Segundo levantamento da Mensa Brasil, o país conta atualmente com 1,9 mil crianças e adolescentes e 3,1 mil adultos identificados com altas habilidades. Na Espanha, existem apenas 51.396 alunos oficialmente identificados nesta mesma condição, segundo dados do Ministério da Educação.
E digo “apenas” porque, de acordo com Javier Tourón, um dos maiores especialistas no tema no país, cerca de 90% das crianças com altas habilidades nunca chega a ser diagnosticada.
Ainda assim, a psicologia e especialistas em pedagogia apontam que muitos comportamentos infantis podem estar associados às chamadas altas capacidades. Isso não quer dizer que, se a criança apresentar todos esses traços, ela necessariamente seja superdotada — nem que, se não apresentar nenhum, não seja.
O diagnóstico exige avaliações específicas, como o Sistema de Avaliação de Crianças e Adolescentes (SENA), feitas por psicólogos, neuropsicólogos ou psicopedagogos especializados.

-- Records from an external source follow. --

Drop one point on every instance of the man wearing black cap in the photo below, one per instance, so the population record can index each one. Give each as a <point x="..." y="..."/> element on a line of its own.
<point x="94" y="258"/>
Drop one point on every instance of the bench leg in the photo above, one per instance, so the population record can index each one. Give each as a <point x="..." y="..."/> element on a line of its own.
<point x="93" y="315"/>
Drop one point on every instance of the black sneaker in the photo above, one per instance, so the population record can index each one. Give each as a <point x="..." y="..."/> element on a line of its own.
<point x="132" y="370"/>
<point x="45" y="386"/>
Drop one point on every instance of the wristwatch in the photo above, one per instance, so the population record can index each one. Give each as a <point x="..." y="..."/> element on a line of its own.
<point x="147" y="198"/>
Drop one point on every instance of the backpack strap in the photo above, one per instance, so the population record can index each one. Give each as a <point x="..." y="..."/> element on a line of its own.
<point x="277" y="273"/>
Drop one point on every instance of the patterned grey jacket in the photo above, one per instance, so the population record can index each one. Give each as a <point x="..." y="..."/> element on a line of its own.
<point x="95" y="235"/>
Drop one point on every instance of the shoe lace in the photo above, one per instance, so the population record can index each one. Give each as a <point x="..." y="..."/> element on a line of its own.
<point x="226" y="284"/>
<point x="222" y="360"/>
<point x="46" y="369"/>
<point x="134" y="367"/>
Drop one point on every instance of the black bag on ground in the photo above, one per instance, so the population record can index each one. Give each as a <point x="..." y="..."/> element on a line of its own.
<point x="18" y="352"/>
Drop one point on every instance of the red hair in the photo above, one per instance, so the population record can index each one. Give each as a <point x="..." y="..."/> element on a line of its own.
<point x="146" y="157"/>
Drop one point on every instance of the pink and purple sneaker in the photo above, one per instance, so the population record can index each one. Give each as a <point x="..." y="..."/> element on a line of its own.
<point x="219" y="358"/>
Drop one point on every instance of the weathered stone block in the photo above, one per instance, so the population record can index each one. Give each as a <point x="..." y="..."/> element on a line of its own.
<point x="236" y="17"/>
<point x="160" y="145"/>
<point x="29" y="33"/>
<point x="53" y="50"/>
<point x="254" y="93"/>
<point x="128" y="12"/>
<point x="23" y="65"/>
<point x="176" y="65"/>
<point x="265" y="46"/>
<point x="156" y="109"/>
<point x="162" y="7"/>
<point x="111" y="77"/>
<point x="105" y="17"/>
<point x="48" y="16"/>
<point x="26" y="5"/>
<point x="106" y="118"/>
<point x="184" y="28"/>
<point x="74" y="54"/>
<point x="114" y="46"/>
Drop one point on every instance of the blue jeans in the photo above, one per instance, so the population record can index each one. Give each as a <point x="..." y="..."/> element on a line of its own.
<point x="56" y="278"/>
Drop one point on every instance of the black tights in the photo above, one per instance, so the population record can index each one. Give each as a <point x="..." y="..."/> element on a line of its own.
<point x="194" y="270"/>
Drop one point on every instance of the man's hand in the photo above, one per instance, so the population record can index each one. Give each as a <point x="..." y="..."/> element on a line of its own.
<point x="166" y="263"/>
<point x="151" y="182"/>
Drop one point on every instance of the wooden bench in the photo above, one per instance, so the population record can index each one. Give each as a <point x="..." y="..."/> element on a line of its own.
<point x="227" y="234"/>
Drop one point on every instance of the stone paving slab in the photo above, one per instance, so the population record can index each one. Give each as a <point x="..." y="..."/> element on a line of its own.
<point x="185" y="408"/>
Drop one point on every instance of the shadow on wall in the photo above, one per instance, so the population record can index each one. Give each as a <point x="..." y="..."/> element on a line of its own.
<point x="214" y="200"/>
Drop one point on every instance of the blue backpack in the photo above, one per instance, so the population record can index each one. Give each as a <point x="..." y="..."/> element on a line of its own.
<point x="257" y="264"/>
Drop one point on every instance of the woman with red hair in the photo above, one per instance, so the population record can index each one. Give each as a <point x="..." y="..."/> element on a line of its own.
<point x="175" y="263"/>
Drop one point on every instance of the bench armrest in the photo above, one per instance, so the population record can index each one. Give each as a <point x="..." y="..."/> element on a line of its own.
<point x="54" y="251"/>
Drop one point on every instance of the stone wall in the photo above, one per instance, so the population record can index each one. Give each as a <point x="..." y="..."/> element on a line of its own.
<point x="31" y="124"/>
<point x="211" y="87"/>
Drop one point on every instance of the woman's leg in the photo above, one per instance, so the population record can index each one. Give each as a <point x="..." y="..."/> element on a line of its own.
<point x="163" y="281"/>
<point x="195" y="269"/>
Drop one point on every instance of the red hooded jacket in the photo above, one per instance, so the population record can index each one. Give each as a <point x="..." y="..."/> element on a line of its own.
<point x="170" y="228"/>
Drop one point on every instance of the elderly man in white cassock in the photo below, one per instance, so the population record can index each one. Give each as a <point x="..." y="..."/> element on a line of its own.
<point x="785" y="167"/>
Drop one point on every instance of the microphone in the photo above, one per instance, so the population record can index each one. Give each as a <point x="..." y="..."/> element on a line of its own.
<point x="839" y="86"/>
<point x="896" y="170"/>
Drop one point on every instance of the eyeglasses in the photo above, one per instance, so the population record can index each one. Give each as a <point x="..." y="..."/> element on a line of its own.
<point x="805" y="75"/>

Toda criança faz perguntas — especialmente entre os 2 e os 4 anos, fase conhecida como a famosa “era do por quê”. Segundo a psicóloga Trinidad Aparicio Pérez, isso faz parte do desenvolvimento natural, já que a criança sente necessidade de aprender e entender o mundo.
Nos casos de crianças com altas habilidades, porém, essa curiosidade vai além do esperado: elas querem saber de tudo, o tempo todo, inclusive sobre temas profundos e abstratos, como vida, morte ou o sentido das coisas.
De acordo com especialistas do Centro Pediátrico de Sevilha, por volta dos 2 anos a maioria das crianças já consegue formar frases simples e entender um vocabulário mais complexo.
Crianças com altas habilidades, no entanto, costumam ir além: aprendem palavras novas com rapidez, usam frases longas e elaboradas cedo demais para a idade e, em alguns casos, demonstram interesse precoce pela leitura — especialmente se recebem estímulo adequado.
Um dos traços mais marcantes dessas crianças é a memória afiada. Elas lembram com facilidade de detalhes, histórias ou informações que ouviram meses — ou até anos — atrás.
A memória tem papel essencial no aprendizado e no desenvolvimento cognitivo e é um dos principais critérios em testes de inteligência. Segundo os psicólogos Olga Carmona e Alejandro Busto, autores do livro "Hijos con altas capacidades. El reto de educarlos", essa habilidade costuma ser uma das primeiras percebidas em crianças com altas capacidades.
Embora estudos indiquem que crianças com altas habilidades consigam adaptar seu comportamento para se enturmar com colegas da mesma idade, é comum que elas se sintam mais à vontade conversando com adultos ou crianças mais velhas.
Isso pode acontecer por dois motivos: elas podem se sentir deslocadas entre os colegas da mesma faixa etária ou buscar conversas, jogos e desafios intelectuais mais estimulantes — algo que nem sempre encontra entre crianças da mesma idade.
Segundo a Associação Espanhola de Superdotados e Talentosos (AEST), crianças com altas habilidades gostam de fazer tudo do seu próprio jeito. Muitas vezes, têm interesses que fogem do padrão escolar ou não combinam com o que se espera para a idade.
Essa criatividade aparece nas ideias que têm, nos jogos que inventam e nas conexões inusitadas que fazem entre assuntos aparentemente sem relação. É aquele tipo de criança que surpreende com raciocínios fora da curva e soluções inesperadas.